Chronic myelogenous leukemia (CML) results from the neoplastic transformation of a haematopoietic stem cell. The hallmark genetic abnormality of CML is a chimeric BCR/ABL1 fusion gene resulting from the Philadelphia chromosome rearrangement t(9;22)(q34;q11). Clinical and laboratory studies indicate that the BCR/ABL1 fusion protein is essential for initiation, maintenance and progression of CML, yet the event(s) driving the transformation from chronic phase to blast phase are poorly understood.

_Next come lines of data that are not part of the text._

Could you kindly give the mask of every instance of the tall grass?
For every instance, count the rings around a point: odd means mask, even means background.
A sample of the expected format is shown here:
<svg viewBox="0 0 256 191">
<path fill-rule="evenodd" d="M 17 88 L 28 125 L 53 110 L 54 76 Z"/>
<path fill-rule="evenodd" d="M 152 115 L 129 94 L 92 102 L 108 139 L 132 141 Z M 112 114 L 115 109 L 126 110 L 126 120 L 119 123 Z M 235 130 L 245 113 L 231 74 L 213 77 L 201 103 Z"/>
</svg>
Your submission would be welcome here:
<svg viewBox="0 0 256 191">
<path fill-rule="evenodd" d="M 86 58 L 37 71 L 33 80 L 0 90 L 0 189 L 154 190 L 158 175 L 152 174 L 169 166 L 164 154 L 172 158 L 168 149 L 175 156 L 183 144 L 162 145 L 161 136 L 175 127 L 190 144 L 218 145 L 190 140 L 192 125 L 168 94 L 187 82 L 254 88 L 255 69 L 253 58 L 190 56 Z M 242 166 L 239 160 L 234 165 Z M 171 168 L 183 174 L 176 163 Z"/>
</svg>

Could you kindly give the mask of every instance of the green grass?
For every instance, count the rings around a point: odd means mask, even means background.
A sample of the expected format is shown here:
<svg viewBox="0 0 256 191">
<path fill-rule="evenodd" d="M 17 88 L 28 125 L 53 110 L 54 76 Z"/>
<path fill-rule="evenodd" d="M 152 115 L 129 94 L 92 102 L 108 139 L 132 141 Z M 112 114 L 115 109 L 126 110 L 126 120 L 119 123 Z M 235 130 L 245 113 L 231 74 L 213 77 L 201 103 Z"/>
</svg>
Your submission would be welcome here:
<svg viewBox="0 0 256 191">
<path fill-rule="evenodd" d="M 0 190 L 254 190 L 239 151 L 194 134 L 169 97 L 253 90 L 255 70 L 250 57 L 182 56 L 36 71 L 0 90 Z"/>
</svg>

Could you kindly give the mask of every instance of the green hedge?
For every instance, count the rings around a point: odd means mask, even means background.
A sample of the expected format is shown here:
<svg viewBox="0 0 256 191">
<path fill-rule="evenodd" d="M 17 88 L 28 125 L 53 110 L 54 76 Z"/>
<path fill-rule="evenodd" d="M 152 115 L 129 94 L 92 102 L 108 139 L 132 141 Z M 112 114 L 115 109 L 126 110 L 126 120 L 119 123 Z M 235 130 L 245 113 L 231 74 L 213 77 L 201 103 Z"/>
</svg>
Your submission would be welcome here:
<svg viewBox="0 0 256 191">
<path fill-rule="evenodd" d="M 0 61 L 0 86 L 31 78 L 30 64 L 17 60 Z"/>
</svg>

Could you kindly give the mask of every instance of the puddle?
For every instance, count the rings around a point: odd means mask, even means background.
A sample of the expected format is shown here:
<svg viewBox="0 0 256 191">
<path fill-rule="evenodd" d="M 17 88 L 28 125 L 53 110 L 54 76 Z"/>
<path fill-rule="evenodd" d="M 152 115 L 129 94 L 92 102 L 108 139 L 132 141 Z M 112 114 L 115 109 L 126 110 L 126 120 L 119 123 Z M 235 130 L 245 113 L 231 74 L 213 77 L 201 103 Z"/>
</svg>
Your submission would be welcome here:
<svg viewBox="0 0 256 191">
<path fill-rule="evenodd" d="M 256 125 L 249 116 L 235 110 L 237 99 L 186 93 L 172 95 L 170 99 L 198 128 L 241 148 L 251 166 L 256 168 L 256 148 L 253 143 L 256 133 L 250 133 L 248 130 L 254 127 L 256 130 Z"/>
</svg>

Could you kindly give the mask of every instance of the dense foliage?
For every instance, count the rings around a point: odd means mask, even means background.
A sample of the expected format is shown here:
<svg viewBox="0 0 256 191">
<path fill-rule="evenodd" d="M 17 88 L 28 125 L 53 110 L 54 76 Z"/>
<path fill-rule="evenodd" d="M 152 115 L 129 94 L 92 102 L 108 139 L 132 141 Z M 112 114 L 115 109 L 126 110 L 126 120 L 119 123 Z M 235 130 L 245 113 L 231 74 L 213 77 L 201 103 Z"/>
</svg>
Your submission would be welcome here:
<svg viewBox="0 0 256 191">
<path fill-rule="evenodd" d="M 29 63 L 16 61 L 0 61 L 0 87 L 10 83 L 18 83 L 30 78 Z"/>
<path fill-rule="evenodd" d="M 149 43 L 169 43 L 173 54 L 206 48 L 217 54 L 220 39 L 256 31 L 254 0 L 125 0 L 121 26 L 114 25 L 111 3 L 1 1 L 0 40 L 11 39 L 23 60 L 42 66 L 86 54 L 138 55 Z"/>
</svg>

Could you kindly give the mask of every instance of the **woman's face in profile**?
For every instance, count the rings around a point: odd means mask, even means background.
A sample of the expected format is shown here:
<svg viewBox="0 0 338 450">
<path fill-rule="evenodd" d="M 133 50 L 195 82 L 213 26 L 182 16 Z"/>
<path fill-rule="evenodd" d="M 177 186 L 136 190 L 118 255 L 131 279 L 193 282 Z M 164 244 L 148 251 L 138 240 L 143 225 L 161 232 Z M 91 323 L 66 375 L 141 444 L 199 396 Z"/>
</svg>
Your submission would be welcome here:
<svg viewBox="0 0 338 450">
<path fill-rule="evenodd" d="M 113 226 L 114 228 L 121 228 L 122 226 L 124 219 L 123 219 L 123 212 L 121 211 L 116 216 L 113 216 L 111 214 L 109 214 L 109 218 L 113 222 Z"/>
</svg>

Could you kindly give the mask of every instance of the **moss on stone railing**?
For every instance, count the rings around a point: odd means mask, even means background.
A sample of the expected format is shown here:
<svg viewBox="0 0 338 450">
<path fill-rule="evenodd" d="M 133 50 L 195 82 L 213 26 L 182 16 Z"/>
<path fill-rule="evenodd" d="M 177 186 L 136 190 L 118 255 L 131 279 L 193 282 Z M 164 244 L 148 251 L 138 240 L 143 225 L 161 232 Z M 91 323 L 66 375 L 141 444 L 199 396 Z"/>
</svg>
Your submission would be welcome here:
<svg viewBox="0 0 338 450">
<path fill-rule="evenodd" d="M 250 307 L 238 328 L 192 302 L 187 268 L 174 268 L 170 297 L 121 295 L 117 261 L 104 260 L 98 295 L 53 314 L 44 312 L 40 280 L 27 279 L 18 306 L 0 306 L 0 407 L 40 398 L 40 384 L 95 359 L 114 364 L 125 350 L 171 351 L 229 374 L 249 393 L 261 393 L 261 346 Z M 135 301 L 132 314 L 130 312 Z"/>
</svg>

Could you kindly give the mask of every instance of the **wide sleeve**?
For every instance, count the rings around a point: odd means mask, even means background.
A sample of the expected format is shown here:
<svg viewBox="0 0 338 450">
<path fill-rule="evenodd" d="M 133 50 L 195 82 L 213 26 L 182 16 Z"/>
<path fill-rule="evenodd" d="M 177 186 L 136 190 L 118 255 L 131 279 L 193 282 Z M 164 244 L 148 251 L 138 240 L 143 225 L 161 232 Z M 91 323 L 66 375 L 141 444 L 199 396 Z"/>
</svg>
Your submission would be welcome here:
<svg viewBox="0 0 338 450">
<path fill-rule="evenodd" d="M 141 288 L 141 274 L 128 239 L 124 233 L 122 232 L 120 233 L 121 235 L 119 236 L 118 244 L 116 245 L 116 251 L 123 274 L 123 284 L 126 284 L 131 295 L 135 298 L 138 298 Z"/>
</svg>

Here we report multiple genome aberrations in a collection of 78 CML and 14 control samples by oligonucleotide array comparative genomic hybridization. We found a unique signature of genome deletions within the immunoglobulin heavy chain (IGH) and T cell receptor regions (TCR), frequently accompanied by concomitant loss of sequences within the short arm regions of chromosomes 7 and 9, including IKZF1, HOXA7, CDKN2A/2B, MLLT3, IFNA/B, RNF38, PAX5, JMJD2C and PDCD1LG2 genes.


None of these genome losses were detected in any of the CML samples with myeloid transformation, chronic phase or controls, indicating that their presence is obligatory for the development of a malignant clone with a lymphoid phenotype. Notably, the coincidental deletions at IGH and TCR regions appear to precede the loss of IKZF1 and/or p16 genes in CML indicating a possible involvement of RAG in these deletions.